There are no fewer than four locks being acquired in this method. There is the obvious call to synchronized(this). logger.getHandlers() is also a synchronized method. getUseParentHandlers() is synchronized. getParent() is also synchronized. Acquiring and releasing these locks was killing our throughput!

It turns out that there are some very simple things you can do to eliminate the locks in this code without exposing yourself to any correctness issues:

1. The filter field is protected by the lock on this. That lock is really only protecting one field; the lock is held while one line of code writes to it, and one line of code reads from it. If you want to make something that does the same thing (from the perspective of concurrency), you can make that field into a volatile. If you are worried about the filter variable changing in between when you read it and when you write it, you can read it to a local variable first:

   Filter theFilter = filter;  // filter is volatile
   if (theFilter != null && !theFilter.isLoggable(record)) {
      return;
   }

2. There is a global lock protecting the handlers. It turns out that the only thing this is protecting is a rarely-updated array of Handlers. If you have a rarely updated concurrent array, you should be using the non-blocking CopyOnWriteArrayList instead.


3. getUseParentHandlers() is synchronized for the exact same reason as the filter, and can be replaced with a volatile in the same way.

These are all pretty simple improvements, but they doubled my throughput. The changes are going to be incorporated into JDK7, and are, in fact, already in the downloads you can get from OpenJDK.

I should rush to say that I don't blame the original author for not making these changes; java.util.logger was added in JDK 1.4, before the addition of java.util.concurrent and before a rigorous definition of volatile. Plus, it really isn't designed for throughput.

Why am I blogging about pretty simple improvements? There are a few simple morals here:

1. Learn your libraries. Don't have a synchronized array that is almost never updated, for example.


2. Know when you can use tricky language features. Knowing that volatile can be used for simple, single-variable updates is a very useful thing to know. I've written about volatile frequently, go read those posts.


3. It is actually worth it to participate in OpenJDK. We (or I, at least) have a tendency to assume that JDK code is really high quality and well-optimized. This is probably true in a lot of areas (java.util.concurrent, or java.lang.MostStuff, or java.util.YourFavoriteDataStructure), but there is still plenty of work to be done. If you get involved, you not only help yourself, but you also help everyone.


4. I don't know, low-hanging fruit == good?

There is, by the way, a very large section of the definitely-recommended book Java Concurrency in Practice (lgt amazon) devoted to clever things you can do to speed up your multithreaded logging.
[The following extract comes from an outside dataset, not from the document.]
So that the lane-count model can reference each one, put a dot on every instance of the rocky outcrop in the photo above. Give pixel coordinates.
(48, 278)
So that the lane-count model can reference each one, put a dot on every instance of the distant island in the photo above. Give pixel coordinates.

Small Language Changes for JDK7

For those who haven't been paying attention, there is a new project from Sun to attract proposals for small language changes to JDK7. Even in the first day of open calls for proposals, the entries have been very interesting:

• Strings in Switch, a proposal from Joe Darcy to be able to use Strings in switch statements.


• Automated Resource Blocks, a proposal from Josh Bloch to be able to say things like:

  
  try (BufferedReader br = new BufferedReader(new FileReader(path)) {
    return br.readLine();
  }

  instead of:

  
   BufferedReader br = new BufferedReader(new FileReader(path));
   try {
     return br.readLine();
   } finally {
     br.close();
   }

  based on having BufferedReader implement a Disposable interface.
  


• Block expressions, a proposal from Neal Gafter to be allow things like:
  

  double pi2 = (double pi = Math.PI ; pi*pi)**; // pi squared*

  
  Basically, the principle here is that the (parenthesis-delimited) block would return a value.
  
  
• Exception handling improvements, another proposal from Neal Gafter to allow things like:

  try {
      doWork(file);
  } catch (final IOException | SQLException ex) {
      logger.log(ex);
      throw ex;
  }



• Improved Type Inference, a proposal from me (although I can't claim credit for the idea) to be able to replace things like this:

  Map<String, List<String>> anagrams = new HashMap<String, List<String>>();

  with things like this:

  Map<String, List<String>> anagrams = new HashMap<>();



• A new syntax for wildcard variance, again from the prolific Neal Gafter, allowing the user to replace "? extends" with "out" and "? super" with "in". (Can you tell that Neal's been working on C#?)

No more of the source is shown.